Gap Patterns

Gaps are a sign of strong reaction in prices which may be a valid price move or a false move caused by an announcement that turned out to be incorrect. Gaps are caused when there is an excess of buying pressure or selling pressure.

For example, if there is something that creates a greater expectation for higher prices, then the share will start trading at a higher level than yesterday, leaving a gap. If a gap remains open after 3 days then it is a valid price move and prices should keep moving in that direction. If prices return and move back through the gap, then the price move may have been a false move and the probable trend will be in the opposite direction to the gap. The major problem with gaps is that it takes several days to see if they are valid or not.

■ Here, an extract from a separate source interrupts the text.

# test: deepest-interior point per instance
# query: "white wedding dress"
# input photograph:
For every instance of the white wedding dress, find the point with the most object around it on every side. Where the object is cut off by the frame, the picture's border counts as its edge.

Gaps can be very useful when used in combination with the overall chart pattern and other technical indicators. Gaps can be formed in up and down markets.

Island Reversal
This is one of the strongest reversal patterns. The island can be one bar or a few days. It represents a dramatic change of sentiment and leaves one side trapped. It's these people exiting their positions that forces prices in the opposite direction.
Chart: The high and low of the island bar must be outside the range of the preceding and following bars. The last day should reverse at least two closes and close below that day's mid range.

Reversal Gap
This is a high probability reversal pattern where an up trend is reversed by a gap.
Chart: The high of the last day is below the previous day's action. The close should be below the last two closes and close below that bar's mid range.

Pattern Gap
This is a lower probability reversal signal where the selling pressure is not as great as the previous patterns.
Chart: The high is below the close of the previous day. The close is below the mid range and should be below the last two closes.

Exhaustion Gap
This is the hardest to pick as it is a continuation gap at the end of a strong trend that is over done and indicates a probable trend reversal. When the prices pass back through in the opposite direction, the trend has reversed.
Chart: Prices have been in a strong up trend and there is a final display of buying pressure that is the last buyers getting in and now there are no more buyers left. Traders start taking profits by selling which starts a down trend.

The Runaway or Breakaway Gap
This is where the prices jump without trading in the direction of the trend and indicates that the trend will continue if it is not filled. They often signal a move out of congestion or an announcement early in the trend.
Chart: Prices move out of a consolidation area with excess buying pressure. Be careful with these gaps as they may be genuine buying pressure or a false break caused by stops being hit.

Continuation Gap
This pattern indicates the continuation of a trend and appears during a strong trend. It is a high probability trading signal as it is usually an indication of continued strong buying.
Chart: Prices are already in an uptrend and the buying pressure increases leaving a gap.